Tymofii ist nicht nur ein tapferer kleiner Junge. Er ist ein Symbol – eine Erinnerung daran, dass menschliche Würde nicht durch eine Diagnose bestimmt wird. Und seine Mutter ist eine wahre Heldin, die bewiesen hat, dass man selbst aus tiefster Verzweiflung wieder aufstehen kann – wenn nur jemand an einen glaubt.

In allen Ländern unserer Provinz sind gute Geschichten Balsam für die Seele. Diesen Bericht von Olena Voichy, hat uns unser Mitbruder Pater Vyacheslav Grynevych SAC zugeschickt. Er ist Priester und Direktor der Caritas-Spes. Es ist eine von vielen Erfolgsgeschichten der dortigen Caritas. Wir unterstützen ihn und seine Projekte im Rahmen unserer Möglichkeiten. Und – ganz ehrlich – wir halten die Mitbrüder und das Team der Caritas ebenfalls für vorbildliche Alltagshelden.

Stichwort: UKRAINE-HILFE

Die Geschichte wurde uns erzählt von Olena Voichyk / Caritas-Spes Ukraine
Bilder: Caritas-Spes Ukraine

Nachgefragt

Caritas Christi Urget Nos – Hand in Hand

Das Wort Caritas kommt übrigens aus dem Lateinischen und bedeutet wörtlich „Nächstenliebe“ oder „hochgeschätzte Liebe“. Es stammt vom lateinischen caritas = „Wertschätzung, Hochachtung, Liebe“, das wiederum auf carus = „lieb, teuer, wertvoll“ zurückgeht.

Der Begriff tauchte schon in der lateinischen Bibelübersetzung, der Vulgata, auf – zum Beispiel im berühmten Satz aus dem 1. Korintherbrief:
„Caritas omnia suffert“ – „Die Liebe erträgt alles“ oder, in der Übersetzung des Hieronymus, „Caritas Christi urget nos“ – „Die Liebe Christi drängt uns“ im 2. Korintherbrief 5,14. Die „caritas Christi urgens“ ist auch das Grundprinzip von uns Pallottinern.

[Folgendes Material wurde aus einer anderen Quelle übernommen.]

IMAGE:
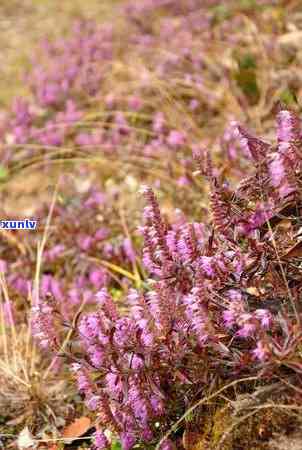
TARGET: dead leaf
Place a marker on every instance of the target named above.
(192, 440)
(25, 439)
(77, 428)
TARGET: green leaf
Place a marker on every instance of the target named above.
(288, 97)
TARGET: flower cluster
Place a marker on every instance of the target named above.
(216, 298)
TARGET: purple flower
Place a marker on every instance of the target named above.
(176, 139)
(100, 441)
(127, 440)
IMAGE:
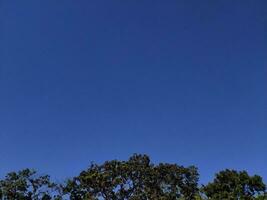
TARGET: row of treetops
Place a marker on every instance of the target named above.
(134, 179)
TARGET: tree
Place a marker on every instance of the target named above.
(135, 179)
(234, 185)
(27, 185)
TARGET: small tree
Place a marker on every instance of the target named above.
(234, 185)
(27, 185)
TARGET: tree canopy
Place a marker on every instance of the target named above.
(135, 179)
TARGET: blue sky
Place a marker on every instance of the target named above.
(183, 81)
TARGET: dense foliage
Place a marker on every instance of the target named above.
(134, 179)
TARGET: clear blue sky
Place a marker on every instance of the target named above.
(183, 81)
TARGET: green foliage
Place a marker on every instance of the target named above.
(26, 185)
(234, 185)
(134, 179)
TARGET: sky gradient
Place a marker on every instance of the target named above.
(182, 81)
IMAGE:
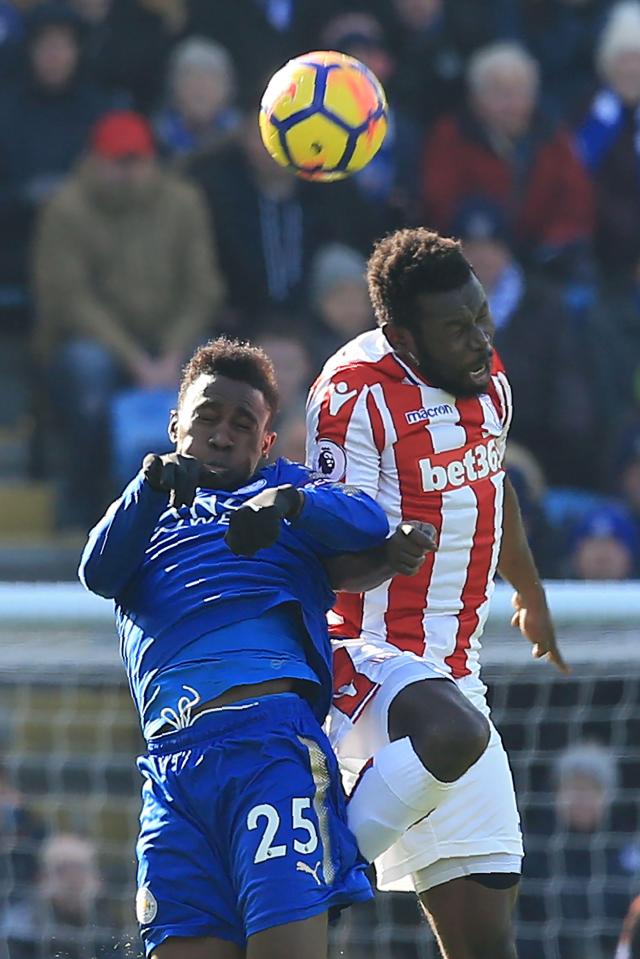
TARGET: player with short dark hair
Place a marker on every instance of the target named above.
(417, 413)
(216, 562)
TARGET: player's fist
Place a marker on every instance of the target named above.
(407, 548)
(176, 474)
(256, 524)
(533, 619)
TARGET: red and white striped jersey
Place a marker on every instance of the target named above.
(422, 454)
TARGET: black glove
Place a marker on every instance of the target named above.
(177, 474)
(256, 524)
(408, 547)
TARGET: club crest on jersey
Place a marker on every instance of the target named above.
(427, 413)
(330, 460)
(146, 906)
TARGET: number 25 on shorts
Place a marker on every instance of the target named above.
(267, 817)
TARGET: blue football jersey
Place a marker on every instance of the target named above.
(178, 587)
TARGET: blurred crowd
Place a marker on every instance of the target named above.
(140, 214)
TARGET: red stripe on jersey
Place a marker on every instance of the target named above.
(377, 426)
(333, 426)
(479, 565)
(345, 675)
(407, 595)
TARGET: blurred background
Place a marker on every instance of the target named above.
(140, 214)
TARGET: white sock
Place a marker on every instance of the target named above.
(393, 793)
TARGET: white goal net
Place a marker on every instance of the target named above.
(69, 736)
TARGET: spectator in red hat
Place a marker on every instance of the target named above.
(126, 282)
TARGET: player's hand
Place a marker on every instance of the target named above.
(257, 523)
(533, 619)
(176, 474)
(407, 548)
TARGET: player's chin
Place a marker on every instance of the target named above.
(472, 384)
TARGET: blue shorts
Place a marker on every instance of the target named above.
(243, 825)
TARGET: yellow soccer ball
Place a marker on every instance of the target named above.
(323, 114)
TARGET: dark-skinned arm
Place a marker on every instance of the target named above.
(517, 566)
(403, 553)
(117, 544)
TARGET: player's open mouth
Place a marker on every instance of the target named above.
(482, 373)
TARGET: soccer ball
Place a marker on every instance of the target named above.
(323, 114)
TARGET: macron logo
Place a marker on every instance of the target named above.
(419, 416)
(340, 394)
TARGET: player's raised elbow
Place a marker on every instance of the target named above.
(96, 579)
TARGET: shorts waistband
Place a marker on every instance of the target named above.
(219, 720)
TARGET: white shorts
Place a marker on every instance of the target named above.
(476, 829)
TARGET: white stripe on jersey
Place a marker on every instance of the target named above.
(376, 600)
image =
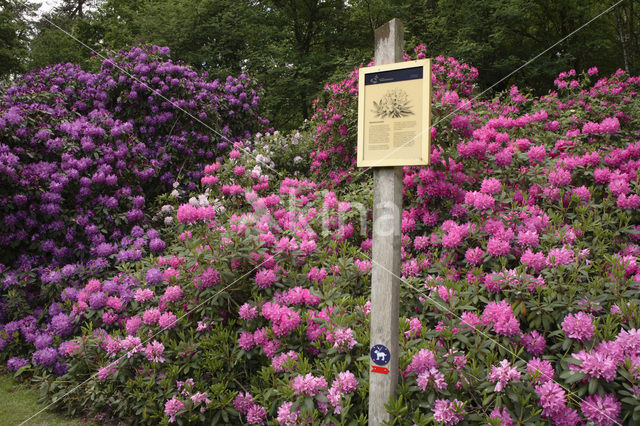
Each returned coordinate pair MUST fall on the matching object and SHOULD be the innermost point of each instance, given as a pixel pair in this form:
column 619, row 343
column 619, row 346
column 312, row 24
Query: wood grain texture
column 387, row 221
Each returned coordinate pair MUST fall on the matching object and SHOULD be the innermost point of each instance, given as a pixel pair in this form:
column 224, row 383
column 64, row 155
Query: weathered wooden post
column 393, row 131
column 385, row 282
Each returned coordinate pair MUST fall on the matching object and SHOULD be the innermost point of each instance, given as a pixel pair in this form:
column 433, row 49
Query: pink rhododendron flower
column 578, row 326
column 448, row 412
column 172, row 409
column 503, row 374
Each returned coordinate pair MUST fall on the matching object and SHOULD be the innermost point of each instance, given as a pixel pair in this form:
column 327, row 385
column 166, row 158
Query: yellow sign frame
column 394, row 114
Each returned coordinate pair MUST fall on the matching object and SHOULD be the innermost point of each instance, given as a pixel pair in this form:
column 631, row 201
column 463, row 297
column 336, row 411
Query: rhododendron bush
column 519, row 275
column 84, row 156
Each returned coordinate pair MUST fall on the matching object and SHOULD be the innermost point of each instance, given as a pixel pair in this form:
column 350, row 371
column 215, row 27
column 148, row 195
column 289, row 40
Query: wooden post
column 385, row 281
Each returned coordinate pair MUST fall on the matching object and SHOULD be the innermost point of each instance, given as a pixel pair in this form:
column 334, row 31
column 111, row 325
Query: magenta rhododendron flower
column 448, row 412
column 602, row 410
column 578, row 326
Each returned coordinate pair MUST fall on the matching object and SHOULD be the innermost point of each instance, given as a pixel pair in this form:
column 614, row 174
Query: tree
column 66, row 34
column 14, row 35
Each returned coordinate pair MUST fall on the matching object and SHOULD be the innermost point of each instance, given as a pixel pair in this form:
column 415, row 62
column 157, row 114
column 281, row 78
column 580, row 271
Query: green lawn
column 18, row 402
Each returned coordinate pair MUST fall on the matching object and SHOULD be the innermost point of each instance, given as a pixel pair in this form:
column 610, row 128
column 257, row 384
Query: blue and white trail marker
column 380, row 355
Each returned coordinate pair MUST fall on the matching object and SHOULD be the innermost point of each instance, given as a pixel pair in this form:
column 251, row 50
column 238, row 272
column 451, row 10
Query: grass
column 18, row 402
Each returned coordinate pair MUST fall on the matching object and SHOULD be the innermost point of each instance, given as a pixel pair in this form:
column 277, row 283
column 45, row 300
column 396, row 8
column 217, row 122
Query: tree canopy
column 292, row 46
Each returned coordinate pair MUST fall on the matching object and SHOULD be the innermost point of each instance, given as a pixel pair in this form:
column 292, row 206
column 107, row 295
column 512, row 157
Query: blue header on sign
column 392, row 76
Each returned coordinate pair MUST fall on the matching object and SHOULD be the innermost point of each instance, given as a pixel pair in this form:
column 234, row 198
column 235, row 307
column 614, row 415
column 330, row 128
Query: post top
column 389, row 40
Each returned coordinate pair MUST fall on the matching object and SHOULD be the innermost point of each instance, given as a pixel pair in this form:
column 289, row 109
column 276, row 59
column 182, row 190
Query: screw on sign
column 380, row 355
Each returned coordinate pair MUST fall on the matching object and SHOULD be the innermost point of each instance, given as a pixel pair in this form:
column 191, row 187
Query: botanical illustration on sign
column 394, row 104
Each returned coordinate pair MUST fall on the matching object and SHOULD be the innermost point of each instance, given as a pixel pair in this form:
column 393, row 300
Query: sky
column 46, row 5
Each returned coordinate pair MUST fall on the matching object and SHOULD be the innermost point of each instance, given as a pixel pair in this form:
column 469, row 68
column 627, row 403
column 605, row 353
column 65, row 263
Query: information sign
column 394, row 112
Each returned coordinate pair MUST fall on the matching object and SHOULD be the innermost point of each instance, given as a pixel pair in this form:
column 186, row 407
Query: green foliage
column 14, row 35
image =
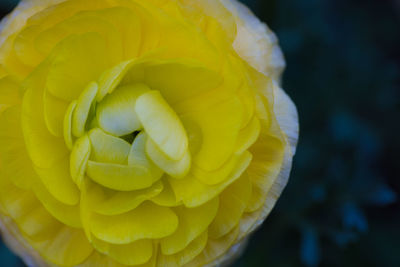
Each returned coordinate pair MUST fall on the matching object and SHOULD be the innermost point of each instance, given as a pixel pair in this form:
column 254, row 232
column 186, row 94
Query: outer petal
column 255, row 42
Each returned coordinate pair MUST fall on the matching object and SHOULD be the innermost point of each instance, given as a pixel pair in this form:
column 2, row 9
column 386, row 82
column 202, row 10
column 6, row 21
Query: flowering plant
column 139, row 133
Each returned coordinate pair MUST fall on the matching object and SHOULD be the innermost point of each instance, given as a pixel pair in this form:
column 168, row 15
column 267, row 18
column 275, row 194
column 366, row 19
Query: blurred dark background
column 341, row 207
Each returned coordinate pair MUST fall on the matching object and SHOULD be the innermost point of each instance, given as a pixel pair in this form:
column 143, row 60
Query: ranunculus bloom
column 139, row 132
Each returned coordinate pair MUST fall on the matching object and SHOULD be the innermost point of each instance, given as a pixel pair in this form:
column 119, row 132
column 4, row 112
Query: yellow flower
column 139, row 132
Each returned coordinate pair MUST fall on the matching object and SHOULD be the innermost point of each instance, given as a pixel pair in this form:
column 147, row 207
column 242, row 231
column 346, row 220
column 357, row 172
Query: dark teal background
column 341, row 206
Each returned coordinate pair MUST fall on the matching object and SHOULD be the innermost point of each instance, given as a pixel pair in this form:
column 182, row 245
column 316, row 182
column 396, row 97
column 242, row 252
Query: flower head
column 139, row 133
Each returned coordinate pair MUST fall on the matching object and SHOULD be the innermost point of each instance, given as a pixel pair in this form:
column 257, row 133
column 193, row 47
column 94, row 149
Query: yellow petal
column 146, row 221
column 24, row 46
column 107, row 148
column 77, row 61
column 54, row 113
column 217, row 176
column 68, row 138
column 110, row 79
column 219, row 121
column 82, row 23
column 177, row 169
column 114, row 203
column 83, row 107
column 138, row 156
column 248, row 136
column 79, row 158
column 67, row 214
column 27, row 212
column 68, row 247
column 135, row 253
column 268, row 151
column 215, row 248
column 58, row 182
column 167, row 197
column 162, row 125
column 179, row 259
column 44, row 149
column 15, row 163
column 116, row 112
column 233, row 202
column 172, row 79
column 194, row 193
column 192, row 223
column 9, row 92
column 120, row 177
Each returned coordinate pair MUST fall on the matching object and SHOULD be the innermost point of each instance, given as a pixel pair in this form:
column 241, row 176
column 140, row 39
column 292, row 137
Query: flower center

In der christlichen Tradition wurde Caritas zum Ausdruck für selbstlose, tätige Liebe zu Gott und den Mitmenschen. Daraus entwickelte sich später auch der Name für die katholische Hilfsorganisation „Caritas“, die sich weltweit der Wohlfahrtspflege widmet. Wie auch die Ukraine-Hilfe der Pallottiner, hilft die katholische Caritas grundsätzlich allen Menschen, unabhängig von Religion, Herkunft, Nationalität, Geschlecht oder sozialem Status.

Caritas-Spes Ukraine ist die römisch-katholische Caritas. Sie arbeitet eng mit der Caritas Ukraine zusammen, der ukrainisch-katholischen Caritas. Caritas-Spes ist seit 1999 Mitglied von Caritas Europa und Caritas Internationalis. Caritas-Spes verfügt über bis zu 80 regionale Zentren in der gesamten Ukraine, die aktiv Hilfe für Bedürftige organisieren und zwar durch Suppenküchen, Sozialzentren, Barmherzigkeitshäuser, medizinische Kabinette, Rehabilitationszentren usw. Caritas-Spes ist auf großzügige Spenden angewiesen, um seine Arbeit fortsetzen zu können, deshalb kommt auch die Ukraine-Hilfe der Pallottiner einzelnen Projekten zugute.